La réalité multi-plateforme
Aujourd’hui presque chaque PME a une flotte d’appareils mixte :
- 80 % Windows (postes standard, quelques serveurs)
- 15 % macOS (marketing, design, ingénierie, parfois la direction)
- 5 % Linux (CI builders, NAS, quelques serveurs, devices Pi IoT)
Un outil doit tout couvrir — et pas « Windows est la plateforme principale et Mac est en bêta ». Cela passait peut-être jusqu’en 2020 ; plus aujourd’hui.
Ce qui doit fonctionner sur chaque plateforme
- Transmission d’écran à ≥30 FPS sur connexions modernes
- Souris + clavier dans les deux sens
- Détection multi-écran
- Transfert de fichiers
- AES-256 bout-en-bout
- Jetons d’appareil liés au matériel
Pièges spécifiques par plateforme
Windows
Ce qui marche : tout. Windows est la plateforme principale depuis 30 ans.
Ce qui coince :
- Prompts UAC à l’hôte : la connexion doit-elle « ouvrir quand même » ? Sur Windows 11 rare, sur les anciens fréquent.
- TPM 1.2 vs 2.0 : appareils anciens (avant 2018) ont souvent seulement TPM 1.2 — liaison de jeton plus limitée.
macOS Apple Silicon
Ce qui marche :
- ScreenCaptureKit (au lieu du Legacy CoreGraphics) : capture image accélérée matériellement + audio système dans le même flux
- Secure Enclave pour la liaison du jeton : résistant au vol
- Notarisation : pas de drame Gatekeeper au premier démarrage
Ce qui coince :
- Assistant de permissions au premier connect : l’utilisateur doit basculer 2 toggles dans Réglages Système (Enregistrement d’écran + Accessibilité).
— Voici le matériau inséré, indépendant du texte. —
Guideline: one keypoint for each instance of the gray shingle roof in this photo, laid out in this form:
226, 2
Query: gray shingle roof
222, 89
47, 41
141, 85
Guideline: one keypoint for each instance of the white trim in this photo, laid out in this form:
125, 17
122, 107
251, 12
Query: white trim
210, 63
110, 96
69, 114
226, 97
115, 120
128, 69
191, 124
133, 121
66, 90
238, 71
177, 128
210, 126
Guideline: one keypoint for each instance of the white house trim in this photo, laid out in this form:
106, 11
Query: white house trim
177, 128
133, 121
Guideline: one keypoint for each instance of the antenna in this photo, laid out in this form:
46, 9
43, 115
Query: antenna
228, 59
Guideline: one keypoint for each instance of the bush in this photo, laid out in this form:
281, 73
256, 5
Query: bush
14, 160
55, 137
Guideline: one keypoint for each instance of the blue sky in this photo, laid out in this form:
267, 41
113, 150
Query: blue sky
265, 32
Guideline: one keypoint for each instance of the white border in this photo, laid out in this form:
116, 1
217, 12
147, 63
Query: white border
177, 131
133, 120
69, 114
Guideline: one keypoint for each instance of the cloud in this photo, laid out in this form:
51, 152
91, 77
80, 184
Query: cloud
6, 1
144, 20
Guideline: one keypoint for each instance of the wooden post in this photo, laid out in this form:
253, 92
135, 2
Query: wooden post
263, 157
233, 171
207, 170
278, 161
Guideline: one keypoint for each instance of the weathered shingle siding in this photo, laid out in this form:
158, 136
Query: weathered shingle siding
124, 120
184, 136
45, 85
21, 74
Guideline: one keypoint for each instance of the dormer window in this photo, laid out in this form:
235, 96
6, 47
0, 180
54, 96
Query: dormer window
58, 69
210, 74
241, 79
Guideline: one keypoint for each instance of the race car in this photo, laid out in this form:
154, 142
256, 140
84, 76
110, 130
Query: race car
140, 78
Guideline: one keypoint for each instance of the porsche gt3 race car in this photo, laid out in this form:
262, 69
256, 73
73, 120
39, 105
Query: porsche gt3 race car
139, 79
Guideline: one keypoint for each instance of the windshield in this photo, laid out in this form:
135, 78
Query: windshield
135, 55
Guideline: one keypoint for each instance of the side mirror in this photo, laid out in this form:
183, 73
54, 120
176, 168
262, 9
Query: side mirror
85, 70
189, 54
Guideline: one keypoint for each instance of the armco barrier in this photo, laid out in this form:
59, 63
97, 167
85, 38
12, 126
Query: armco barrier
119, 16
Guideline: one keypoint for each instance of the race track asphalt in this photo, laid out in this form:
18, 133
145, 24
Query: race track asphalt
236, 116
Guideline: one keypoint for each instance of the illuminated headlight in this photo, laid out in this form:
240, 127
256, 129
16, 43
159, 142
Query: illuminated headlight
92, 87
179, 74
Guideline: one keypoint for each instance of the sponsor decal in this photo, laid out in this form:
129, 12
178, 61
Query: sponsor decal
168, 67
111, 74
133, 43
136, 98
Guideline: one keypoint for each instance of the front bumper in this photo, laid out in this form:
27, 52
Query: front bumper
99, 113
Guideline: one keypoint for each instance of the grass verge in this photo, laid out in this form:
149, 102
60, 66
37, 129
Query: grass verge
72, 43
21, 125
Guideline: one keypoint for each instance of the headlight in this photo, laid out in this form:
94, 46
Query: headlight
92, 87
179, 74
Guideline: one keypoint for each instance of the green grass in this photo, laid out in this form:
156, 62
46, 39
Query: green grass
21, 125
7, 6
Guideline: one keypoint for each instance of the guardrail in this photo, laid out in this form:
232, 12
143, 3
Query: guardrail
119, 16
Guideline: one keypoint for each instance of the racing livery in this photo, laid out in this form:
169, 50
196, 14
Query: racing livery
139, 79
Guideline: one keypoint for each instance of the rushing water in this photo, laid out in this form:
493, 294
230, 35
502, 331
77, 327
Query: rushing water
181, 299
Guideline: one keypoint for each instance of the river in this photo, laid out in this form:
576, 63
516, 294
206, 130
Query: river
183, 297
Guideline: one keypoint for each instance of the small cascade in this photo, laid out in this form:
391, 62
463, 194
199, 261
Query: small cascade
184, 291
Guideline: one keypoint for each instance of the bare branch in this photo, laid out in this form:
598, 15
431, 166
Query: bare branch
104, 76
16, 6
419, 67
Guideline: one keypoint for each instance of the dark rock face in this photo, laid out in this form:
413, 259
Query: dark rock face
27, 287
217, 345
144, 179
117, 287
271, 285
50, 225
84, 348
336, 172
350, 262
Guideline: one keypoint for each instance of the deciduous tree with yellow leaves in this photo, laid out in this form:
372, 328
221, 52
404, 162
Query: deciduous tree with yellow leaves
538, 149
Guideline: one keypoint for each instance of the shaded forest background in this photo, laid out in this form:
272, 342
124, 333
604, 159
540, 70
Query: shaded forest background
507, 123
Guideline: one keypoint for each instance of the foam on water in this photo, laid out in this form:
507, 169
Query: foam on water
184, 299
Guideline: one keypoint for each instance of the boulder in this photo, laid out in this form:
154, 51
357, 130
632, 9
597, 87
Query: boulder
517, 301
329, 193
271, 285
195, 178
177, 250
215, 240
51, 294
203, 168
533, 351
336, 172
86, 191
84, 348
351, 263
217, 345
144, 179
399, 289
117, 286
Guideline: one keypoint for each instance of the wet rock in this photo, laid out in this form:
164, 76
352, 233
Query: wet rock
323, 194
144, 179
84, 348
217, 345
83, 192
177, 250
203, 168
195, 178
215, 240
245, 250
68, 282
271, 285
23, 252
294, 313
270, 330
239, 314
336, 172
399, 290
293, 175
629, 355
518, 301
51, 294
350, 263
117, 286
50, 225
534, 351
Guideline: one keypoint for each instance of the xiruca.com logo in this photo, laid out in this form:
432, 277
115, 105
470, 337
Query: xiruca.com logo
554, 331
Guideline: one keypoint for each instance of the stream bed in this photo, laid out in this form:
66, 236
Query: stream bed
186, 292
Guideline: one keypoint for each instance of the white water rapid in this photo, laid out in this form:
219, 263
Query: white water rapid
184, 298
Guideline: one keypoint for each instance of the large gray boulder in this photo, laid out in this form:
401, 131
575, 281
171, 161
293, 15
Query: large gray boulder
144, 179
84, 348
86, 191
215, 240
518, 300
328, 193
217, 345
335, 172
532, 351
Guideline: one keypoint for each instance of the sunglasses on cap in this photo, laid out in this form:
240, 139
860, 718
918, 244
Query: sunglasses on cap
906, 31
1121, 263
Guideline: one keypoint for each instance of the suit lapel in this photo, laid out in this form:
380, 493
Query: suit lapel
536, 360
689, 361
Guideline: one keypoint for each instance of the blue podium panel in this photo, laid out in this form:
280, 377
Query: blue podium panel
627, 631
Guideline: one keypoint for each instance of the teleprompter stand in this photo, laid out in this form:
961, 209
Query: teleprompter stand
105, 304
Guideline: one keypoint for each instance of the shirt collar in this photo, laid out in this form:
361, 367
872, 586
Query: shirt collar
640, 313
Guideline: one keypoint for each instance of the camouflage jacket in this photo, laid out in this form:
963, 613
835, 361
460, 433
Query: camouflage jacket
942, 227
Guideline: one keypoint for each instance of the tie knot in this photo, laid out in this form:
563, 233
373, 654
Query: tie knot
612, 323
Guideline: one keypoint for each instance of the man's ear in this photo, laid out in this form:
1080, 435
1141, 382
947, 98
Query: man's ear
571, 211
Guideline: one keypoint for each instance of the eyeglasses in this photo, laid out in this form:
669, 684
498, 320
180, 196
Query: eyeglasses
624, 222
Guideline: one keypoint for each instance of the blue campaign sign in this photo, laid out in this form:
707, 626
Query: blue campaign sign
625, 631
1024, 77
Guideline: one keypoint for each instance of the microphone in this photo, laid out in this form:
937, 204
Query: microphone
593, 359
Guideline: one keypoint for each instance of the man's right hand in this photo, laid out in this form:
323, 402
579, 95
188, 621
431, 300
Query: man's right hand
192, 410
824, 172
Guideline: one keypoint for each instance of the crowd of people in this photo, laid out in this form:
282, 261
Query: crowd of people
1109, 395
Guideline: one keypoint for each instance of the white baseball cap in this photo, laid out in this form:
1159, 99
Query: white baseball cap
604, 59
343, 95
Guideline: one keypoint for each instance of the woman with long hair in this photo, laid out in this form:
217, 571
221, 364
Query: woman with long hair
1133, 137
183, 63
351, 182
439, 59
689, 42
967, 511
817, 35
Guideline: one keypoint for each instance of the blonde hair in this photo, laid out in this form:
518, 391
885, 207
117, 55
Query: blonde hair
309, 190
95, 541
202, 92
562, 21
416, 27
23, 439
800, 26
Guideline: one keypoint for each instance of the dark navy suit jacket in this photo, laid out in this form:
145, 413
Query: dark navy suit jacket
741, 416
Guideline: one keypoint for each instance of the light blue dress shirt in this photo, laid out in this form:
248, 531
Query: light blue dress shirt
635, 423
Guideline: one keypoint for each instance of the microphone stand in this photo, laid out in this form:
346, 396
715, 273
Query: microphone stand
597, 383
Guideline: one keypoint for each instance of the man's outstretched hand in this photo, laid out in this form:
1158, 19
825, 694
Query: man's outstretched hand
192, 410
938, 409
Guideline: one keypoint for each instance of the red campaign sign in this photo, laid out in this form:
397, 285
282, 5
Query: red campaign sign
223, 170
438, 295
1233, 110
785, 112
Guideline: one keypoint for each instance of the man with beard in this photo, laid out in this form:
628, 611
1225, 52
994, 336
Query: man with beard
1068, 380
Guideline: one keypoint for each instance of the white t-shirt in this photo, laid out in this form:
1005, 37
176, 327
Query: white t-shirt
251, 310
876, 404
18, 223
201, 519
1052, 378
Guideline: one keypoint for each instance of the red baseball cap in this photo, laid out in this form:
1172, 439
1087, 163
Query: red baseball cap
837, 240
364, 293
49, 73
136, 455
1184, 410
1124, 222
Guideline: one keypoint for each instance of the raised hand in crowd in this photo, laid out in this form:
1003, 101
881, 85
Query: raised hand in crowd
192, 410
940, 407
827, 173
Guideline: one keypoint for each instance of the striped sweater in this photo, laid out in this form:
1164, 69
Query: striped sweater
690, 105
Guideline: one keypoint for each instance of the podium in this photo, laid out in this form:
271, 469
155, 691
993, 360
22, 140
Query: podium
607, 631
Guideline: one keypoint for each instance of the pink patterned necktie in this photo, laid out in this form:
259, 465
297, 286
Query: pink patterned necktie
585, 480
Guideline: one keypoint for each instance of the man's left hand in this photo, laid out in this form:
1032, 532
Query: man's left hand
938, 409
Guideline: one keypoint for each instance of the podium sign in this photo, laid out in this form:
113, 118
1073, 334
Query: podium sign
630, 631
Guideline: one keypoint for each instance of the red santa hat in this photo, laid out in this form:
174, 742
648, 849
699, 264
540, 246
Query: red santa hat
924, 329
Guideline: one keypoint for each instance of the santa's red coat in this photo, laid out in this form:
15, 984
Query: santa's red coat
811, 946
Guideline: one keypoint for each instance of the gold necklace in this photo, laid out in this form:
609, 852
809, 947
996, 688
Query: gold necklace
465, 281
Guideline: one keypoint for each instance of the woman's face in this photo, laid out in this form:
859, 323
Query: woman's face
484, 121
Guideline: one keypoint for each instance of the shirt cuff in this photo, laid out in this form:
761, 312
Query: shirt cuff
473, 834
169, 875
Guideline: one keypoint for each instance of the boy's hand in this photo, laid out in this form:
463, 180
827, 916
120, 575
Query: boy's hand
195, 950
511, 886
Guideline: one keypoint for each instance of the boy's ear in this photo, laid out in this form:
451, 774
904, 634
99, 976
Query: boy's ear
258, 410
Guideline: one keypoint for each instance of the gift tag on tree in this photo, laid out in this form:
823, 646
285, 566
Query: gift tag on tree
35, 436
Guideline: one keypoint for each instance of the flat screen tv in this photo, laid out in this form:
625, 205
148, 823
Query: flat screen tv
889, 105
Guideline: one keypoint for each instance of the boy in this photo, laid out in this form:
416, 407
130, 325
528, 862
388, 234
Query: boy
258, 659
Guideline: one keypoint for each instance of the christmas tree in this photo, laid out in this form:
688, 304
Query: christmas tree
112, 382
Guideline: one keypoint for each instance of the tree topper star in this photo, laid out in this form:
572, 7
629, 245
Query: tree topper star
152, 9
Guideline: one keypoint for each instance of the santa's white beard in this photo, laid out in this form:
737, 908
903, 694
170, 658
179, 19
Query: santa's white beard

Les outils avec auto-ouverture des réglages + reprise transparente après changement de permission rendent cela indolore.
- Macs Intel (avant 2020) : build osx-x64 souvent pas officiel, à compiler manuellement.
- Mises à jour Sequoia : l’API ScreenCaptureKit a changé 2-3 fois depuis introduction. Les outils non maintenus activement cassent.
Linux
Ce qui marche :
- Paquets .deb / .rpm, script postinst pour la règle udev /dev/uinput
- TPM 2.0 + tpm2-tools pour la liaison de jeton (sur matériel moderne)
- Wayland et X11 comme serveurs d’affichage équivalents
Ce qui coince :
- Capture d’écran Wayland : nécessite xdg-portal avec
org.freedesktop.portal.ScreenCast. Les distros anciennes (avant Ubuntu 22.04) souvent buggy. - Permissions /dev/uinput : le postinst doit configurer proprement la règle udev + le groupe. Les mauvais outils nécessitent sudo à l’exécution.
- Disponibilité TPM : pas chaque box Linux a un TPM. Pi 4/5 n’en a pas → repli libsecret-keyring.
Raspberry Pi 4/5
Ce qui marche :
- arm64 .deb pour Pi OS Bookworm 64-bit
- Stockage du jeton libsecret (pas de TPM, mais équivalent GNOME-Keyring)
- Setups headless pour makers, IoT, labos d’enseignement
Ce qui coince :
- Pi 4 avec 1 Go RAM est trop petit → minimum 2 Go recommandé
- Sur distros maker (DietPi, custom Buildroot) : libsecret souvent absent, le stockage du jeton doit être configuré manuellement
Comment WinDesk se positionne
En 0.5.0 (mai 2026), les quatre plateformes sont production :
| Plateforme | Statut | Build |
|---|---|---|
| Windows 10/11 x64 | ✅ Plateforme principale | Setup NSIS signé EV |
| macOS Apple Silicon (arm64) | ✅ Notarisé | Apple Developer ID + notarisation |
| Ubuntu/Debian x64 | ✅ Production | .deb (signé) |
| Fedora/RHEL x64 | ✅ Production | .rpm (signé) |
| Raspberry Pi 4/5 (arm64) | ✅ Production | .deb arm64 |
| Mac Intel (x64) | 🔧 Sur demande | Build osx-x64 sur demande |
Cohérence multi-plateforme : même UX, mêmes audit logs, un compte.
Recommandation pratique
Si vous avez une flotte mixte :
- Tester avec le plan Free sur chaque plateforme. 2 heures suffisent pour vérifier que la capture image + entrée fonctionnent.
- Documenter les setups spéciaux. Pi headless ? Centraliser comment c’est configuré.
- Plan Pro dès que l’unattended devient pertinent. Free suffit pour l’aide spontanée, Pro pour la maintenance régulière.
- Tester chaque build avant déploiement. Surtout les mises à jour Mac (Apple aime changer l’API ScreenCaptureKit).